The Spirit Well by Stephen R. Lawhead


  “I am Father Tadeo.” Waving an expressive hand at the patchwork of furs Kit wore, the little priest said, “De dónde—ah, where came you from?”

  “Where did I come from?” echoed Kit. He paused, considering how to answer. “I am from England. I have been, um . . . I have been exploring.”

  “Explorar?” echoed the cleric. Turning to the others, “Es un explorador,” he explained.

  The gun-toting hunters nodded. “Explorador,” they murmured. The second one loosed a volley of rapid-fire Spanish at the priest, who then turned to Kit and said, “Ricardo wishes to know why you dress like this.”
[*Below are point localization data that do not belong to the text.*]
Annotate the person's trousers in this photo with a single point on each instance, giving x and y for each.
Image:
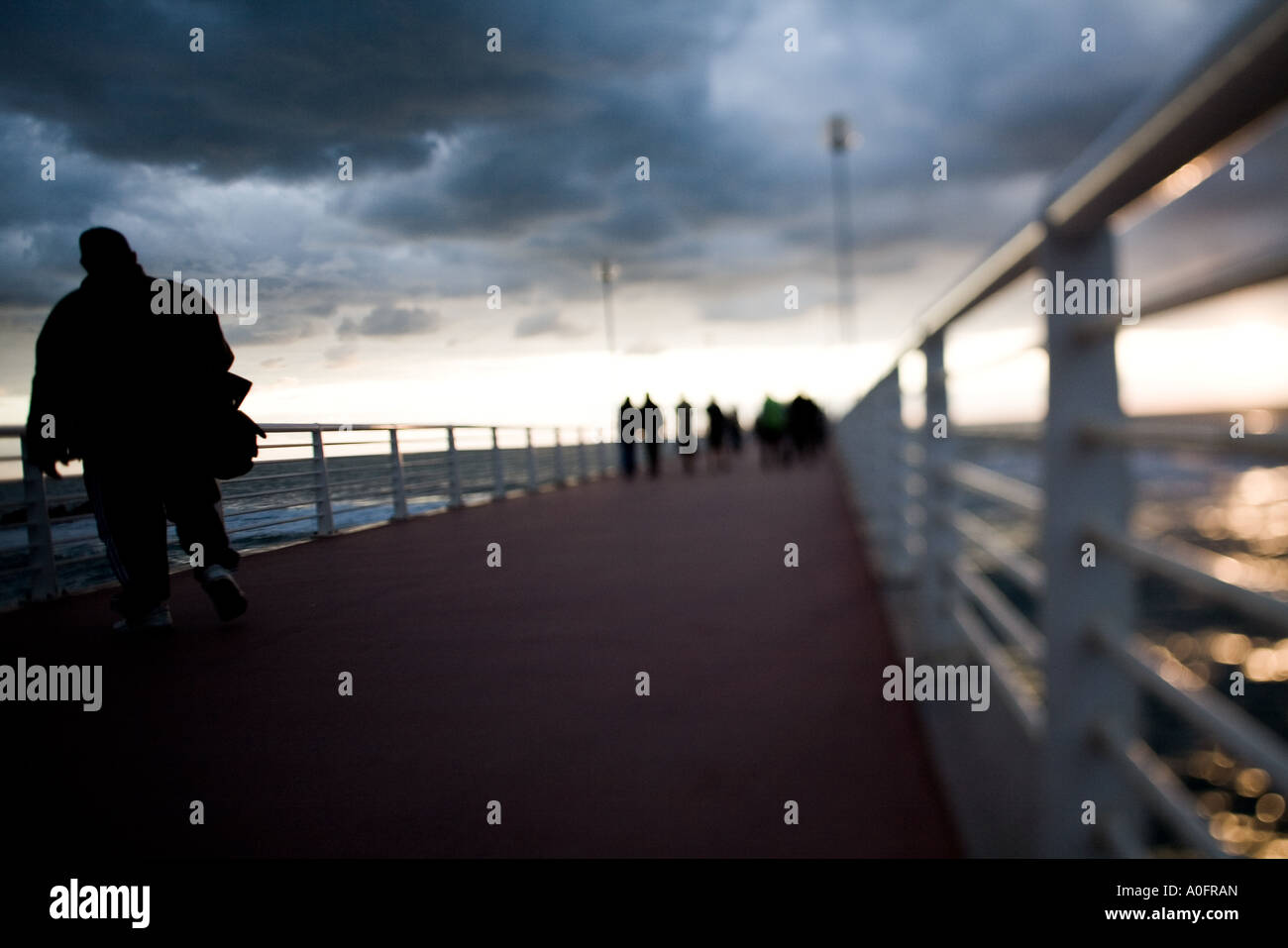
(132, 504)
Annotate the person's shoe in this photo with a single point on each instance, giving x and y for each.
(223, 591)
(158, 620)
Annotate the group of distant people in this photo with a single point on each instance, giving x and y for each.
(647, 425)
(797, 429)
(785, 433)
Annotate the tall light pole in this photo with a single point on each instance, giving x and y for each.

  Kit glanced down at his shaggy, handmade trousers. The fur was matted and ratty-looking, his stitched-together shoes caked with mud. He stank, and his hair was a mass of wild tangles, his beard a bushy thicket around his face. He suddenly felt very silly wearing this ludicrous outfit. “I lost my clothes.”

  The priest relayed this to the hunters; one of them answered, and all three men laughed, whereupon Father Tadeo replied, “We think you have lost more than your clothes, Senõr Christopher.”

  “Yes,” agreed Kit, running a hand through his beard. “You might be right about that.”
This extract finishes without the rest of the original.